In reference to the third question posed earlier, we compared the high level of cell-free plasma DNA with other traditional staging parameters, such as tumour size, lymph node involvement, extent of metastasis and predictive markers such as histological grades, receptor status and HER-2/neu. Tumour size and extent of spread are the most important factors in predicting the prognosis of a woman with this disease. High level of cell-free plasma DNA elevated in tumour size was found. A pronounced increase of cell-free plasma DNA in patients with lymph node involvement and distant metastases was observed.

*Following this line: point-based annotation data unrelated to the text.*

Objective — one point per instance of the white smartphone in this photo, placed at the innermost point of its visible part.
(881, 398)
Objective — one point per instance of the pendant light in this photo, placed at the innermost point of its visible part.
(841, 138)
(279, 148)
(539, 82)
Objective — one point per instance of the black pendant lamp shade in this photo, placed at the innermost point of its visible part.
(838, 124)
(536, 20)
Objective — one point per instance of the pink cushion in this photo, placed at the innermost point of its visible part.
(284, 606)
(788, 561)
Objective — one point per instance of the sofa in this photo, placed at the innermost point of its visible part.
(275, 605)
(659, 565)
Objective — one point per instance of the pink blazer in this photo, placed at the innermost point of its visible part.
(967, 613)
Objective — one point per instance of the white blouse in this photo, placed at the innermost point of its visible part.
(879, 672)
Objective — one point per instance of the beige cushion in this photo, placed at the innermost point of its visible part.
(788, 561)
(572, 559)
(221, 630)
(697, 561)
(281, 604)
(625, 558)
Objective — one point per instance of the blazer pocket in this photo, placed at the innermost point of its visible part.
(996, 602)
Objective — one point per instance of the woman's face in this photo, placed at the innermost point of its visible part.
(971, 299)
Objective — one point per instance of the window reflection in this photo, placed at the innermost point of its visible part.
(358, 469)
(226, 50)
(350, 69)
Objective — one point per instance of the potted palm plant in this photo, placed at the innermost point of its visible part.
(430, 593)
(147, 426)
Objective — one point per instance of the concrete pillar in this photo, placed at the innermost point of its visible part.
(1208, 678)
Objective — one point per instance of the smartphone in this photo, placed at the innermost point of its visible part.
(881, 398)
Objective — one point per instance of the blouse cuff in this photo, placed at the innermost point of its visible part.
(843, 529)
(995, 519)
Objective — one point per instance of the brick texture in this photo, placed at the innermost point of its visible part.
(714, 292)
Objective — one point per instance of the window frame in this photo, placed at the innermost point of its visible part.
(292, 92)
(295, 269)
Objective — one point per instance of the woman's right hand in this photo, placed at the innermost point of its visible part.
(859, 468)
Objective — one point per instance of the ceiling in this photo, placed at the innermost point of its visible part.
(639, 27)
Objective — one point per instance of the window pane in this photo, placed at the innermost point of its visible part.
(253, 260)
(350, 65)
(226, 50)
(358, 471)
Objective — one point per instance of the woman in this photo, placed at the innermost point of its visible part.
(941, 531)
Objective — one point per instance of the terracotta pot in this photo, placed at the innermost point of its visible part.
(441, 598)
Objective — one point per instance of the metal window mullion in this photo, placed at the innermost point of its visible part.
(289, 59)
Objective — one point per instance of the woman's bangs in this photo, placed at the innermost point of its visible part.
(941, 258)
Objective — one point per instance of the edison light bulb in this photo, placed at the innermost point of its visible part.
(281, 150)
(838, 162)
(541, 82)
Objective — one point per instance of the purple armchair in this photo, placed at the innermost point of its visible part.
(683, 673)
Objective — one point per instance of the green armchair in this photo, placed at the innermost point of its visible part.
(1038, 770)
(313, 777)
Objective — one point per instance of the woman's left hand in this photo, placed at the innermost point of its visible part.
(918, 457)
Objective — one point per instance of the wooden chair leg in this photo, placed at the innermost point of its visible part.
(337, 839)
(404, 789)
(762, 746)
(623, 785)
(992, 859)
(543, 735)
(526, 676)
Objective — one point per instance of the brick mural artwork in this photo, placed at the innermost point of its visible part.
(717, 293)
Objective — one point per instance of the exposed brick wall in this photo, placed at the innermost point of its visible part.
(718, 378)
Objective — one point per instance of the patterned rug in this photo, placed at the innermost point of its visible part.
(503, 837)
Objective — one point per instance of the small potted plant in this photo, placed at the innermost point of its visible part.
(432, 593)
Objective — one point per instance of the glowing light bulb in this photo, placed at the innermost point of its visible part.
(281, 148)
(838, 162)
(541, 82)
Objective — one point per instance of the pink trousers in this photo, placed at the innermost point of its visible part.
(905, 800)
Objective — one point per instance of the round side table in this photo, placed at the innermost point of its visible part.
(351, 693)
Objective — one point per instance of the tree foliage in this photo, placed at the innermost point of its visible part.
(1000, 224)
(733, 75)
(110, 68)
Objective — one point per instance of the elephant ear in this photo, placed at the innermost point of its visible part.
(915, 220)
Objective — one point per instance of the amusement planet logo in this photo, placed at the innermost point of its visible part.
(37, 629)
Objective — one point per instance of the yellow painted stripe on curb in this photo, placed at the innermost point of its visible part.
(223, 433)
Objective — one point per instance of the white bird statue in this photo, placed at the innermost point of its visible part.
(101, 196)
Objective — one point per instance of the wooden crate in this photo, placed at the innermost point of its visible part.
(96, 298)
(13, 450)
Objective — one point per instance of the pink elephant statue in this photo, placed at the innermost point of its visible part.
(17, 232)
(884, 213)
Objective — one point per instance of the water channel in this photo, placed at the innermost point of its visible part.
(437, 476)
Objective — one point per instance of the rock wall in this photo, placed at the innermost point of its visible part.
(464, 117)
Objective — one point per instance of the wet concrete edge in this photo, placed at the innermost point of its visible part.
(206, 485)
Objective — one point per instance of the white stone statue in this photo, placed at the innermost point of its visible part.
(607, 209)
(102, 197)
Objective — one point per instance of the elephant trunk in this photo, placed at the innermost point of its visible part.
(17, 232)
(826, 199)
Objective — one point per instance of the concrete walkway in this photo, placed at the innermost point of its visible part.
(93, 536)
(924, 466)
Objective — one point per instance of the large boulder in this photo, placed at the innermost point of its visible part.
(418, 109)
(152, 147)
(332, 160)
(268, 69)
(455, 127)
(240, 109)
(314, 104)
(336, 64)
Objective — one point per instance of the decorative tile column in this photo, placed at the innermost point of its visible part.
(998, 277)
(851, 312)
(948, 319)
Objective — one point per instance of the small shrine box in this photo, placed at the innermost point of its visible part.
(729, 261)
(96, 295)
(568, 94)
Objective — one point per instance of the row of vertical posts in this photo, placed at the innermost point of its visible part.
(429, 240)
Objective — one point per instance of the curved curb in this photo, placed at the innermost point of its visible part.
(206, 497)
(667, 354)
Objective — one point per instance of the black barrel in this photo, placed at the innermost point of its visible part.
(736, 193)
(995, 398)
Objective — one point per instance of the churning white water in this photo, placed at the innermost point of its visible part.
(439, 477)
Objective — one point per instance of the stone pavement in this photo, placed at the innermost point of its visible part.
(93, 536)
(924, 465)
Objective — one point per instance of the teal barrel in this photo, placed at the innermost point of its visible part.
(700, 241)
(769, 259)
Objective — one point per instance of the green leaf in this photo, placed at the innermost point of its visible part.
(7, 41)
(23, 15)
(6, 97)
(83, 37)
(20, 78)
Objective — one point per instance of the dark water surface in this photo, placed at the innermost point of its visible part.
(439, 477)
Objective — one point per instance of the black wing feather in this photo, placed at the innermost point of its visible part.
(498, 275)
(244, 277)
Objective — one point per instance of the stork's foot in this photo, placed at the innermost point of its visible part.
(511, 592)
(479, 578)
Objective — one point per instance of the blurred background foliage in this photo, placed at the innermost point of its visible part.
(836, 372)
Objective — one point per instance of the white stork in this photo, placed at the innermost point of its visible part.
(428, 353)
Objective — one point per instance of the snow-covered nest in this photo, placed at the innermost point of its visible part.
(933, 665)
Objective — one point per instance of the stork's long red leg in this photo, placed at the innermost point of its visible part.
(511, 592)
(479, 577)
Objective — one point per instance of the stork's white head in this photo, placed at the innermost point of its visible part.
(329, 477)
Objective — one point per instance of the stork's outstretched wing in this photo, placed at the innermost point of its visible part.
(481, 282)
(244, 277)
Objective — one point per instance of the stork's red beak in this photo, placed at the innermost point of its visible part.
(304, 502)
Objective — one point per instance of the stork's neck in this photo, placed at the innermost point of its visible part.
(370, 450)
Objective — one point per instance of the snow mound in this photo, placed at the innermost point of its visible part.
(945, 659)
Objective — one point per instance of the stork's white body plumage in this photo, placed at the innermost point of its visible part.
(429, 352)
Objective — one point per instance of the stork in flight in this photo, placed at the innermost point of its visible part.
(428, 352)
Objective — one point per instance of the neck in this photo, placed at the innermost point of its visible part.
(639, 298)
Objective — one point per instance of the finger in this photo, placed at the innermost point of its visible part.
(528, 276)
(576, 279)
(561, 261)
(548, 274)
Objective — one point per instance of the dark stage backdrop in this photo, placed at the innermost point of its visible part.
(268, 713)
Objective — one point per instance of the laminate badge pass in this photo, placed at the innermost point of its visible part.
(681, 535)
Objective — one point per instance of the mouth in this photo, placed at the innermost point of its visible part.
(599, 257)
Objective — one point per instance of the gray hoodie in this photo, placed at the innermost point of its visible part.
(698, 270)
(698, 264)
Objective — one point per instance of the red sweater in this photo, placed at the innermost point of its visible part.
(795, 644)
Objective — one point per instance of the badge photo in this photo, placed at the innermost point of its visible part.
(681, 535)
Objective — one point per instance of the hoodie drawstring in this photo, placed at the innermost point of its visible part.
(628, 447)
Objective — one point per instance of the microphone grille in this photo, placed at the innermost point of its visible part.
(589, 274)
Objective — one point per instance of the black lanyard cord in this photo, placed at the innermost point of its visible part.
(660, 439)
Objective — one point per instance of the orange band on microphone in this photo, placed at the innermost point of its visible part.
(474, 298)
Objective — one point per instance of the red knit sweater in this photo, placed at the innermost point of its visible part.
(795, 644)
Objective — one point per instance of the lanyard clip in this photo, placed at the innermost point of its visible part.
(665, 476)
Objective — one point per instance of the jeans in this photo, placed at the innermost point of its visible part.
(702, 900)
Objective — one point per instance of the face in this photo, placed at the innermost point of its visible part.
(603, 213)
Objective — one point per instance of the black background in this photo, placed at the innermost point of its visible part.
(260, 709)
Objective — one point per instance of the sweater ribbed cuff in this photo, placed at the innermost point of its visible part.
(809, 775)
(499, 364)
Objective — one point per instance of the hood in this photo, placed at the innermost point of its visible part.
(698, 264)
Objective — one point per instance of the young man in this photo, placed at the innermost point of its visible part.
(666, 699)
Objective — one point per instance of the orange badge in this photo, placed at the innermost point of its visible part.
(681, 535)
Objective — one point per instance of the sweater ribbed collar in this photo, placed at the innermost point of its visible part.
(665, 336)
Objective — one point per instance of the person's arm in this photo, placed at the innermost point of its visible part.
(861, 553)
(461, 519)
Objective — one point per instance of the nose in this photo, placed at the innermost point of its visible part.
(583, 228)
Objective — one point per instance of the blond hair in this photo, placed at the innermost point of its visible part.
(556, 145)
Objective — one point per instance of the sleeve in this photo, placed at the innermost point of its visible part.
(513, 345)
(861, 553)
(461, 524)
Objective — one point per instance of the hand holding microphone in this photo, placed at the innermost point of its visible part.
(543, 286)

In conclusion, our data suggest that using a robust Taqman real-time PCR, the level of cell-free plasma DNA in patients with breast cancer can be easily quantified and compared with normal individuals and patients with benign lesions. This may have diagnostic and prognostic value for malignant breast tumours. In addition, plasma sampling is much easier and less painful than bone marrow aspiration. Quantification of cell-free plasma DNA in patients with breast cancer could be considered for use in detecting occult tumour shedding before, during and after treatment. However, before the transition of a research technique to clinical use can be achieved, large-scale studies are needed to clarify the roles of the molecules in metastatic disease and to verify the value of its application in monitoring disease and evaluating prognosis. We believe that our findings provide a good platform for such future studies.